Bu yaşına kadar elinde ne kaldı? Gönlünde ne kaldı? Gözünde, gönlünde, yadın da yer eden nedir? Yani hazinen nedir, servetin, kâr varlığın? Buraya kazanmaya geldik öyle ya… Peki neyi kazanmaya geldik?
Kazanmak.
Bir kedinin peşinden koşması, bir köpeğin yolunu gözlemesi, bir meczubun seni görünce gözlerinin gülmesi kazanım değil midir? Bahçendeki kiraz veyahut elma, armut, dut ağacının en güzel meyvesini vermesi kazanım değil midir? En güzel meyve senin bahçende ve senin. O bir meyveyi bir çocuğa ikram etmen, komşunun kapısına tatması için bırakman, bir otobüs yolculuğunda yanındakine sunman işte bu zenginliktir. Yani zenginlik paradan öte bir şey. Zenginlik gönülden gönüle köprüler kurmandır. Kurduğun köprüleri korumak, kollamak, sağlamlaştırmandır. Şimdi söyler misin ne kadar zenginiz?
***
Fakiriz.
Bu zamanın en büyük manevi hastalıklarından birisi de fakirliktir.

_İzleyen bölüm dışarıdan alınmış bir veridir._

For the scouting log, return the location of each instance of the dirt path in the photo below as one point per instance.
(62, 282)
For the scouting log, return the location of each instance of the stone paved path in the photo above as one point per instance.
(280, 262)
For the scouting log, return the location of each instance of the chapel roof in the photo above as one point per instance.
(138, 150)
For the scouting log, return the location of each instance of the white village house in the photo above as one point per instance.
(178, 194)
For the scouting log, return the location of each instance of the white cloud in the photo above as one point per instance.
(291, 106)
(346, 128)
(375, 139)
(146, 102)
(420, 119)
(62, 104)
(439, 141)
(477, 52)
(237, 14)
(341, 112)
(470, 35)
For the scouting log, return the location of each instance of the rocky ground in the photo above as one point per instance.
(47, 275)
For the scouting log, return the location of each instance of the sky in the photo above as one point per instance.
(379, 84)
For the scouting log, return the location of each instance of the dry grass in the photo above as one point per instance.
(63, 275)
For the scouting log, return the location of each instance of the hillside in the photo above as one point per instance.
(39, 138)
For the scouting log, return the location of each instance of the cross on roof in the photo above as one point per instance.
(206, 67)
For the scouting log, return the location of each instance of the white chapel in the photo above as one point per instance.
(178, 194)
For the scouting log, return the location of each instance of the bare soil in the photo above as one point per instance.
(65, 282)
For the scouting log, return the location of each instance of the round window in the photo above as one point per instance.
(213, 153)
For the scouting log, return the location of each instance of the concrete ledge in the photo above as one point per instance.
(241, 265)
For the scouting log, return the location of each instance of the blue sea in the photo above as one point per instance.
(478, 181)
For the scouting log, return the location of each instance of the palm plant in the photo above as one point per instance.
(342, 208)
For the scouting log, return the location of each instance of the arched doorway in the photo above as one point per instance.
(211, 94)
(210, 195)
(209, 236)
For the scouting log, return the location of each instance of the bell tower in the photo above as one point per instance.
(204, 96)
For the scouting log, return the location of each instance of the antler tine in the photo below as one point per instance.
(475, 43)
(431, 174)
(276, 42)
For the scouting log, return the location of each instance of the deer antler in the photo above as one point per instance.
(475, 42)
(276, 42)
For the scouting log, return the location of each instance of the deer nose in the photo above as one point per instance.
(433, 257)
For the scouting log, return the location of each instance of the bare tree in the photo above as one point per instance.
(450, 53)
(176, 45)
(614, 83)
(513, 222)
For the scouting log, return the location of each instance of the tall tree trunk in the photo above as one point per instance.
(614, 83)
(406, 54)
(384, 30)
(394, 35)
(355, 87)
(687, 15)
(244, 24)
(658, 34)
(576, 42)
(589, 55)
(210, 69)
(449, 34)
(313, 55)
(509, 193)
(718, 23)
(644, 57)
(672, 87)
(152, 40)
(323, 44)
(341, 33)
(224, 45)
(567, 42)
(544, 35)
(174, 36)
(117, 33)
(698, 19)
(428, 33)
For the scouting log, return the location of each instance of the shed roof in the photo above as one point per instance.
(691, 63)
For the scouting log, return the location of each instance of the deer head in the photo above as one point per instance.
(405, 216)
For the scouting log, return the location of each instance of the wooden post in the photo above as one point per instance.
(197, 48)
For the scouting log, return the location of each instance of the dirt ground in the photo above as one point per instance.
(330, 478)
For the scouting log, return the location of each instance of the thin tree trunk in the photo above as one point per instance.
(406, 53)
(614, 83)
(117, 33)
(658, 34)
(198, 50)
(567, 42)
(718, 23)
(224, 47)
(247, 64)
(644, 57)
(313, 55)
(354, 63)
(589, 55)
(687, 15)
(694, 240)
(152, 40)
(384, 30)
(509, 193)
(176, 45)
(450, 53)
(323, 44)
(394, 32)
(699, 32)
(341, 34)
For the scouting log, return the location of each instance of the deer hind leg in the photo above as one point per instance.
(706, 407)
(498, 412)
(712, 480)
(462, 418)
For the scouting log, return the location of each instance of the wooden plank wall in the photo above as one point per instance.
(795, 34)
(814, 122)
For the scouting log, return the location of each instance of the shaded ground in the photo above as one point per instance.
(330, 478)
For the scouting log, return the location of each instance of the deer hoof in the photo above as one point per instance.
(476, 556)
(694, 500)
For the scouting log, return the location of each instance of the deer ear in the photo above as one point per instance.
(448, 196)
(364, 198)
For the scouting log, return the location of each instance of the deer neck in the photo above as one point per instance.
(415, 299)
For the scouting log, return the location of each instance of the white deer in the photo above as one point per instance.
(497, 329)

Evlerimiz var, içine sığamıyoruz, giysilerimiz var üzerimize oturmuyor. Evlerimizi mesela gereksiz eşyalar yığını adım atacak alan kalmıyor. Adım atamadığımız bir yere nasıl girsin gönlümüz ve o çok kıyafetlerimizin içinde mücadele veren bir kişilik; doğru kişi olmak yerine doğru kişiymişiz taklidi yapmamız… Ruhumuzun vaveylasını duymamak için kulaklarımızı tıkayarak yaşıyoruz…
Yediklerimiz, içtiklerimiz midemizi yakıp geçiyor. İçinde bir şeyler eksik. Tadını almamızı engelleyen ya da tadını aldıracak bir şeyler eksik; paylaşmak gibi… Sosyal mecralarında yapılan paylaşımları kastetmiyorum elbette. İyi ve güzel olan, ruhumuzu doyuracak şeyleri ne yazık ki paylaşamayacak kadar fakiriz.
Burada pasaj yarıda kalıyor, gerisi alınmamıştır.